The state's top court said the local court and special prosecutor in the case did not follow proper procedures in the process surrounding the indictment — including multiple local media reports that the court handcuffed and locked out a journalist attempting to report on the grand jury action.

Friday's stay puts the case on hold, at least for now. Murrill, a Republican, said she intends to ask a court to dismiss the case, which shows a deep rift between Republican state officials and the Democrats who control the state's most populous city.

“I hope this political witch hunt is not a harbinger of things to come,” she said in a statement Friday, “but I fear that it is.”

The top court found flaws with the indictment

The 16-count indictment handed up Thursday by a New Orleans grand jury accused Murrill, the state's first female attorney general, with intimidation and malfeasance.

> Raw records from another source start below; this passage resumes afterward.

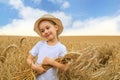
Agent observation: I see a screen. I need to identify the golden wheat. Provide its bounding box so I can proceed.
[0,37,120,80]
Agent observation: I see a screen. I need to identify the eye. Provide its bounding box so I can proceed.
[46,26,50,30]
[40,29,45,33]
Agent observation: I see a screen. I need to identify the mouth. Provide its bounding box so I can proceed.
[45,33,51,37]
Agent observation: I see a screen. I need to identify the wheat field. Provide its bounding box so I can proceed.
[0,36,120,80]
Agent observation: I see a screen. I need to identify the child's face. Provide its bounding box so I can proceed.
[39,21,58,40]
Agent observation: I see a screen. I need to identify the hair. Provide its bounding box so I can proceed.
[39,19,59,40]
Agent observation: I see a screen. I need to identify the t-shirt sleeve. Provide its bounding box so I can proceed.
[59,45,67,57]
[29,41,42,56]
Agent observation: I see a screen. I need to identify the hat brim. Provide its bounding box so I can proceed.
[34,18,63,36]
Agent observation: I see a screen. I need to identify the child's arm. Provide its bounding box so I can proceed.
[27,54,45,74]
[43,57,69,71]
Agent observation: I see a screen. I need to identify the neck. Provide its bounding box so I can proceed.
[47,38,58,45]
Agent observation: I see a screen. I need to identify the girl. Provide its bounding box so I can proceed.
[27,14,68,80]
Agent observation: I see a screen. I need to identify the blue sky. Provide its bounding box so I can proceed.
[0,0,120,36]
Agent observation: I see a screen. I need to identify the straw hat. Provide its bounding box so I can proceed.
[34,14,63,36]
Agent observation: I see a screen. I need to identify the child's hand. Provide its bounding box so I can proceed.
[42,57,54,65]
[31,64,46,75]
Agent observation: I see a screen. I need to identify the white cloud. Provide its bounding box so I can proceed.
[48,0,70,9]
[0,0,71,36]
[64,15,120,35]
[61,1,70,9]
[32,0,41,4]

The Supreme Court says there were deep flaws with the charges.

“This indictment appears to turn the law on its head and flows from what appear to be extraordinary procedural defects and improprieties,” the court said in a filing signed by Justice Jay McCallum, a Republican.

The court says there are likely conflicts of interest involving Laurie White, the special prosecutor and former state judge who brought the charges, including that she's being defended by the attorney general's office against a sexual harassment lawsuit.

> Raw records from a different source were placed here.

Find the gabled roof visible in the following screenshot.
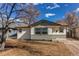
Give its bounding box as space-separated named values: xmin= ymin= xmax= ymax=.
xmin=31 ymin=20 xmax=60 ymax=26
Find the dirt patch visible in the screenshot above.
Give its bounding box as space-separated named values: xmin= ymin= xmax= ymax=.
xmin=0 ymin=39 xmax=72 ymax=56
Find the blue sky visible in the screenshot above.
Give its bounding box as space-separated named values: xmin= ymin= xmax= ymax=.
xmin=34 ymin=3 xmax=79 ymax=21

McCallum's explanation also notes that the law used in the intimidation charge against Murrill requires that threats be “unlawful or include a threat of bodily harm or death.”

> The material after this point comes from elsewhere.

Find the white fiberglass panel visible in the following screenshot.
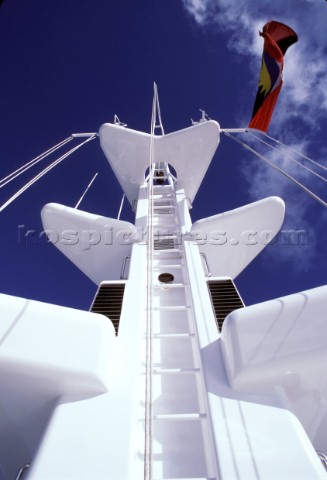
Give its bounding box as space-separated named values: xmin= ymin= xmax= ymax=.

The court also found the attorney general is likely to succeed in having the case dismissed and that she would suffer irreparable harm if it can move forward.

The order was issued by all four of the Republican justices and one Democrat. The court's other Democrat and an independent dissented. Justice John Guidry, a Democrat, was critical of the quick decision by his colleagues. "Due process and equal protection under the law does not allow anyone to cut the line and have their matters considered more preferentially than others,” he wrote.

The case flows from a contested court system shake-up

The case is fallout from a major political battle in Louisiana.

The state this year abolished the job of the New Orleans criminal court clerk — merging it with another court clerk position. That action came months after Calvin Duncan, who spent decades in prison before his murder conviction was vacated, was elected to the criminal clerk office.

Murrill and other GOP officials have refused to acknowledge Duncan's innocence, though he's listed on the National Registry of Exonerations.

The court noted that Duncan was previously represented by White — which it called "a likely conflict of interest."

A letter from Murrill to New Orleans' city council members and Mayor Helena Moreno came after the city council set a special election that would have given Duncan a shot at the combined clerk role. Murrill told officials they could lose their offices for violating state laws that forbid support for an unauthorized officeholder.

Murrill has said she was doing her job.

After the indictment was issued Thursday, Louisiana Gov. Jeff Landry, a Republican, said he would pardon Murrill. The governor also said on social media that he was ordering state police to investigate “the alleged improprieties of this grand jury and those who ran it.”

On Friday, the governor thanked the Supreme Court and called the indictment “a political witch hunt” against Murrill.